Cape Town-based music and audio studio Pressure Cooker Studios has reached a new high point in its career, having now composed original music for three significant League of Legends releases from Riot Games. The studio delivered the score for the champion theme of Locke, The Ashen Exorcist, the music for the Back from the Brink champion cinematic, as well as the soundtrack for the Pandemonium 2026 Season Two Act I gameplay trailer featuring Vayne.
The achievement caps over a decade of work by the studio to position itself among the top tier of composers serving the global games industry, and represents what its team describes as a defining moment in bridging the gap between the African continent and the wider gaming world.
James Matthes, Creative Executive Officer of Pressure Cooker Studios, attributes the breakthrough to years of sustained effort rather than a single lucky break. He points to attending international conferences without guaranteed outcomes, building relationships over long stretches of time, and letting the studio’s body of work speak for itself in rooms where the team wasn’t always present.
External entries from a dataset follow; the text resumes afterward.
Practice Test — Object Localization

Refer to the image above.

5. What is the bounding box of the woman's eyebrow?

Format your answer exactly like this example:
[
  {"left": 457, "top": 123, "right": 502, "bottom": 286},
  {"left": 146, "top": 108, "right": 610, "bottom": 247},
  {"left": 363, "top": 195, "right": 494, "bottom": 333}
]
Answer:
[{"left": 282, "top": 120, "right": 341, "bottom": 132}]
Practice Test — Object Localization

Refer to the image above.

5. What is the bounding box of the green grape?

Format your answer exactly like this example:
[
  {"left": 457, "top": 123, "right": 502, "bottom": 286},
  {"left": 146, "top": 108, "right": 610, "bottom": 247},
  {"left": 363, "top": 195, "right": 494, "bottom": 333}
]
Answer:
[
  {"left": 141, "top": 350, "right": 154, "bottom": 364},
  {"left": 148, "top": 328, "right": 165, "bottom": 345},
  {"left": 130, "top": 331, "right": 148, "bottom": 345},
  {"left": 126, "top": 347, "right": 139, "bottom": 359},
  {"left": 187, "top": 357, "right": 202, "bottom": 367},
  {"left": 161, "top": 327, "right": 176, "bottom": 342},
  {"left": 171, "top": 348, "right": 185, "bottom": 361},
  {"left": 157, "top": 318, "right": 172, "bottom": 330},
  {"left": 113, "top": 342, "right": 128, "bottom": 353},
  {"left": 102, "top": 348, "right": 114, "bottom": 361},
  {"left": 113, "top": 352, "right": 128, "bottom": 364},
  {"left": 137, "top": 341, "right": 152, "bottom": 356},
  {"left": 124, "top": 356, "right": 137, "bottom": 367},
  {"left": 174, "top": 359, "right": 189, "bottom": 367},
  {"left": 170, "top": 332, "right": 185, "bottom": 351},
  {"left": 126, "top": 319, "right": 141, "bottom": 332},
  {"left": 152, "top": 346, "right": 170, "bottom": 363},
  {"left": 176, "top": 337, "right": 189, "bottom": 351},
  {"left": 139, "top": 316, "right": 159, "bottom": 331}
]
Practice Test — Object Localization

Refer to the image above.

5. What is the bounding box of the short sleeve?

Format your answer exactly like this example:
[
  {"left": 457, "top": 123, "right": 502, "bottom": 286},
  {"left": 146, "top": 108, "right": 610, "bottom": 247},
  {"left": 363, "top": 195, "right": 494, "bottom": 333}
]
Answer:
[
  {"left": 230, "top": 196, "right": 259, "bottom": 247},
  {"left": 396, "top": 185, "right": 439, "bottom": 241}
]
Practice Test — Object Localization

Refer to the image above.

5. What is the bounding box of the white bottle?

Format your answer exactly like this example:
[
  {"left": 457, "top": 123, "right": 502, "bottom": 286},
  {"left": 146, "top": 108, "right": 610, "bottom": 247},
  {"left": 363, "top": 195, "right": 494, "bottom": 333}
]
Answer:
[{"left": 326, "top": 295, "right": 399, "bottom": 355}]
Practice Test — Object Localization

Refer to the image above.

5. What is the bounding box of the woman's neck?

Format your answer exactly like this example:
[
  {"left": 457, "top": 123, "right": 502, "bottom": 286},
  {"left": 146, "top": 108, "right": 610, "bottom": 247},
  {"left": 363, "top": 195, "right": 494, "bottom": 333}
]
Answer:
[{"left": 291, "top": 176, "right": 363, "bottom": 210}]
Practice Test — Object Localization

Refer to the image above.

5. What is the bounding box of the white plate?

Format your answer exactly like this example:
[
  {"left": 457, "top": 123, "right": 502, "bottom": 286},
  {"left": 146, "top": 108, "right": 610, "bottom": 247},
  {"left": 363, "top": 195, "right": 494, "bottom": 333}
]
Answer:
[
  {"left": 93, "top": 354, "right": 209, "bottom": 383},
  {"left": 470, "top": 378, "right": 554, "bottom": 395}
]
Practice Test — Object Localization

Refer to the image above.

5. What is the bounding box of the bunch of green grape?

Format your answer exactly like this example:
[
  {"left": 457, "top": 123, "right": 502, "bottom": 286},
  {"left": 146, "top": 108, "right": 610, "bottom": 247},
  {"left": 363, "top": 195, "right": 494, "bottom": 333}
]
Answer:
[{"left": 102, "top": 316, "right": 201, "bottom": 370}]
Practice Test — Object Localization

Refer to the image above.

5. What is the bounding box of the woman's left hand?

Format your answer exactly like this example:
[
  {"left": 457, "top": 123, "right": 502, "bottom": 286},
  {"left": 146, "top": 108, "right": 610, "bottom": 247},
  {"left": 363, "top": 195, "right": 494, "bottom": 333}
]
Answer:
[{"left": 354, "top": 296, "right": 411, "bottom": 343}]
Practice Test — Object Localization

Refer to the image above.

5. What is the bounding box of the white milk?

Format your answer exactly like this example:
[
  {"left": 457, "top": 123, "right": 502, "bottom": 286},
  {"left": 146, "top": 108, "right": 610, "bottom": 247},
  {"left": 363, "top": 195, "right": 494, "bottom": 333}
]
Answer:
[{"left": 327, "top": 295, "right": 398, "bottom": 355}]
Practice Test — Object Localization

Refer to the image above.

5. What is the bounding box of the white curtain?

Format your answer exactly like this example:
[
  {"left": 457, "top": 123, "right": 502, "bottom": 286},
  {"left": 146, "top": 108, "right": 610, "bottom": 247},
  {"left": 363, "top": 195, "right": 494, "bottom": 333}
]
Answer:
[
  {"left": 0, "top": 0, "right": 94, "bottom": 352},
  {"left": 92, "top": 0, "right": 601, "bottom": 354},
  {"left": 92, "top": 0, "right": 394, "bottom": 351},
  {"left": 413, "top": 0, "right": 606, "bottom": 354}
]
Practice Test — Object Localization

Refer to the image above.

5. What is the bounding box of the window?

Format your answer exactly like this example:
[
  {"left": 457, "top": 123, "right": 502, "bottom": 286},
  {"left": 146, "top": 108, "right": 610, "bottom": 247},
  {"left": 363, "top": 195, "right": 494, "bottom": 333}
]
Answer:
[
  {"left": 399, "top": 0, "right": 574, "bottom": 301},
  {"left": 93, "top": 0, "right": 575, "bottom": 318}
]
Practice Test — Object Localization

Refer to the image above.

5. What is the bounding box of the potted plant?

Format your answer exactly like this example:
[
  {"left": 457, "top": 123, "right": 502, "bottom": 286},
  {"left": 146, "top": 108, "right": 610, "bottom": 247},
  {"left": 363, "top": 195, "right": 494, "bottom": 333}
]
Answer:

“When we got this opportunity, we had everything in place,” Matthes reflects. “We were prepared to not just show up for a project of this calibre, but to bring something unique from our continent to the world.” says James Matthes, Creative Executive Officer of Pressure Cooker Studios.
The relationship with Riot Games began with the studio winning the pitch to compose the champion theme for Locke, The Ashen Exorcist, a brand-new League of Legends champion. That win became the foundation for everything that followed, including the deepened sonic world built around Locke through the Back from the Brink cinematic.
The Pandemonium trailer presented a different kind of challenge altogether. Vayne, one of League of Legends’ oldest and most recognisable champions, predates the era when champions received individual musical themes, meaning Pressure Cooker Studios had to build her musical identity from scratch. The task carried both creative freedom and the weight of honouring a character with a long-established and deeply invested fanbase.
For this project, the studio drew on what it calls its Future Cinematic Sound, an approach rooted in weaving African musicality into contemporary cinematic scoring. The team brought in local South African vocalists, whose textures and tonal qualities added emotional depth to the piece while staying true to the established world of League of Legends.
Matthes described the challenge of making Vayne stand out while ensuring she still felt at home within her universe, noting that the studio was selective about where its African-influenced approach would genuinely enhance the work rather than forcing it where it didn’t belong.
Composer Elben Schutte led the final composition on the Pandemonium trailer, and the project held personal significance for him. Vayne was the very first champion he played when he started out in League of Legends, making the chance to score her gameplay trailer years later a full-circle moment.
Matthes reflected on the broader trajectory of the studio’s work, from its original soundtrack for Manor Lords to now scoring entries in the League of Legends universe, calling it proof that work created in Africa, with care and craft, can resonate on the world’s biggest stages.
Beyond the studio’s own milestone, Matthes sees the wider significance for the continent’s creative industry. He believes there is deep talent across Africa that simply needs access and trust to contribute on a global level, and hopes that landing work of this scale helps shift industry perceptions of what African studios are capable of delivering.
The work across all three projects was shaped by what the studio calls its “made by many” philosophy, with multiple composers exploring different creative directions for each brief before the final pieces were shaped collectively. Matthes describes it as the studio working fully as one, without compromise.